Solve the quadratic equation:

\[x^2-5x-14 = 0\]


The equation is already reduced to the standard form \(ax^2+bx+c= 0\). We can substitute the coefficients \(a=1, b=-5, c=-14\) into the quadratic formula:

\[x_{1,2} = \frac{{-b \pm \sqrt{{b^2-4ac}}}}{{2a}}\]

We obtain:

\[x_{1,2} = \frac{{-(-5) \pm \sqrt{{(-5)^2-4(1)(-14)}}}}{{2(1)}}\]


In this case, the discriminant \(\Delta\) is \(\geq 0\) so the equation admits two distinct real solutions.

\begin{align*} x_{1,2} &= \frac{{5 \pm \sqrt{{25+56}}}}{2}\\[0.6em] &= \frac{{5 \pm \sqrt{{81}}}}{2}\\ \end{align*}


Finally, by performing the calculations, we obtain:

\[x_1 = \frac{5+ 9}{2} = \frac{14}{2} = 7\] \[ x_2=\frac{5-9}{2} = -\frac{4}{2} = -2\]

The solution to the equation is: \[x =7 \quad \quad x=-2\]


Remember that the discriminant is crucial in determining the nature and number of solutions of quadratic equations.

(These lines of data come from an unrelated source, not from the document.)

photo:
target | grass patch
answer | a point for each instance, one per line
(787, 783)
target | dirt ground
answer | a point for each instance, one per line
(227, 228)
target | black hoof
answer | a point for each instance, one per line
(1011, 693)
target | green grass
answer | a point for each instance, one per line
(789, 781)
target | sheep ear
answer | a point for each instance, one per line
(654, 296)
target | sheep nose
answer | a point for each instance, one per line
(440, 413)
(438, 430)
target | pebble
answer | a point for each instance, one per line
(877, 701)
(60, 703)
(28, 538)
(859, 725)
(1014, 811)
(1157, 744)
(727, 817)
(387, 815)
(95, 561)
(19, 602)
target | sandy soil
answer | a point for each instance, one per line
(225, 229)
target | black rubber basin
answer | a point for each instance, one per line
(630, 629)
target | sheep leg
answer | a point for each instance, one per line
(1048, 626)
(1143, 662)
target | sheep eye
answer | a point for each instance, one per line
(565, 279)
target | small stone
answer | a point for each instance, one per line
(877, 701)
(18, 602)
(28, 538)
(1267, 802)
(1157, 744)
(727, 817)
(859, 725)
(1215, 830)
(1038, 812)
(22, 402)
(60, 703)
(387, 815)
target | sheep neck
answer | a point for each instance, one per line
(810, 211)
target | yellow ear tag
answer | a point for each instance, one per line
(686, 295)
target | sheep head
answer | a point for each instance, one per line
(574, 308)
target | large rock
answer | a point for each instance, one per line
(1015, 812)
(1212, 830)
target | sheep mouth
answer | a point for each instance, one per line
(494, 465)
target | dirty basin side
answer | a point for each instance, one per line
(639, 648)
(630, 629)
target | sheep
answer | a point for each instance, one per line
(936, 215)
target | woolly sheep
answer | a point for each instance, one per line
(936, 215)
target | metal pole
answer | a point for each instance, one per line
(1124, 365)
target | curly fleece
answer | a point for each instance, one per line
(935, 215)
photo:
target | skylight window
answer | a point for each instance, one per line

  • If \( b^2 – 4ac > 0\), the quadratic equation has two distinct real solutions. \[S = \{x_1, x_2\} \quad x_1, x_2 \in \mathbb{R} \quad x_1 \neq x_2 \]

  • If \( b^2 – 4ac = 0\), the quadratic equation has two coincident real solutions. \[S = \{x\} \quad x \in \mathbb{R} \quad x = x_1 = x_2 \]

  • If \( b^2 – 4ac = < 0\), the quadratic equation has no real solutions. Instead, it gives rise to complex solutions characterized by imaginary components. \[\nexists \hspace{10px} x \in \mathbb{R}\]